Here is the snippet of code I'm using for the setup of Ingestion Pipeline.

Imports

from llama_index.llms.openai import OpenAI
from llama_index.core.schema import MetadataMode
from llama_index.embeddings.openai import OpenAIEmbedding
from llama_index.core.node_parser import SentenceSplitter, SemanticSplitterNodeParser
from llama_index.core.extractors import TitleExtractor, QuestionsAnsweredExtractor, SummaryExtractor
from llama_index.storage.docstore.mongodb import MongoDocumentStore
from llama_index.core.ingestion import IngestionPipeline
from llama_index.vector_stores.mongodb import MongoDBAtlasVectorSearch

Setup of Ingestion Pipeline

embed_model = OpenAIEmbedding(model=ingestion_pipeline_cfg.embed_model, num_workers=4)
llm = OpenAI(model=ingestion_pipeline_cfg.llm_model, temperature=0.1)
vector_store = MongoDBAtlasVectorSearch(
pymongo.MongoClient(mongo_uri),
db_name=ingestion_pipeline_cfg.db_name,
collection_name=ingestion_pipeline_cfg.collection_name,
index_name=ingestion_pipeline_cfg.index_name
)
docstore = MongoDocumentStore.from_uri(uri=mongo_uri, db_name=ingestion_pipeline_cfg.db_name)

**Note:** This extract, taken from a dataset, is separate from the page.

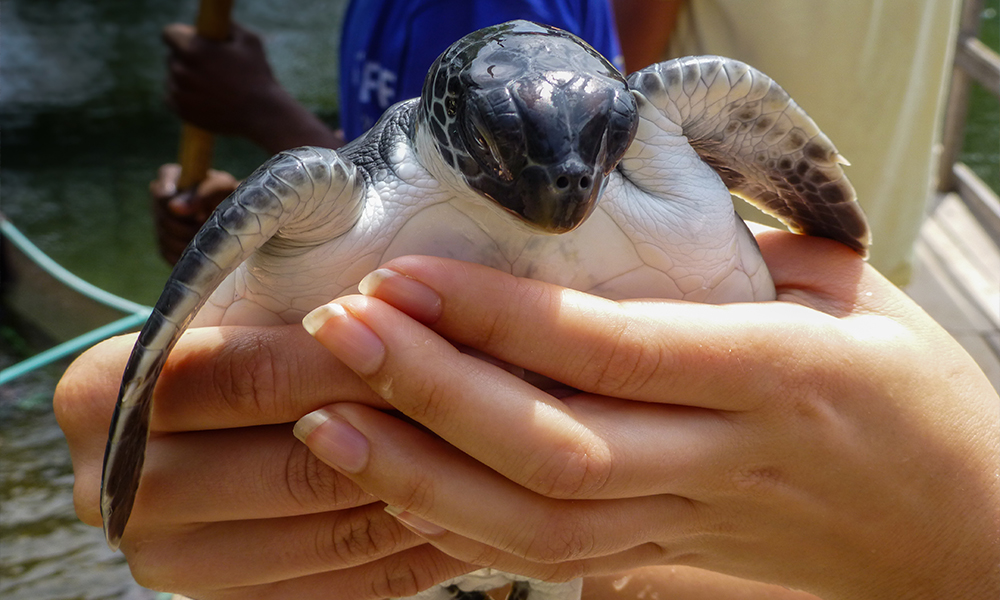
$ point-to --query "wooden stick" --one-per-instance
(196, 143)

parser = SemanticSplitterNodeParser(buffer_size=1, breakpoint_percentile_threshold=90,
embed_model=embed_model)

title_metadata_extractor = TitleExtractor(llm=llm, metadata_mode=MetadataMode.EMBED, num_workers=4)
summary_extractor = SummaryExtractor(llm=llm, metadata_mode=MetadataMode.EMBED, num_workers=4)
qa_extractor = QuestionsAnsweredExtractor(questions=3, num_workers=4)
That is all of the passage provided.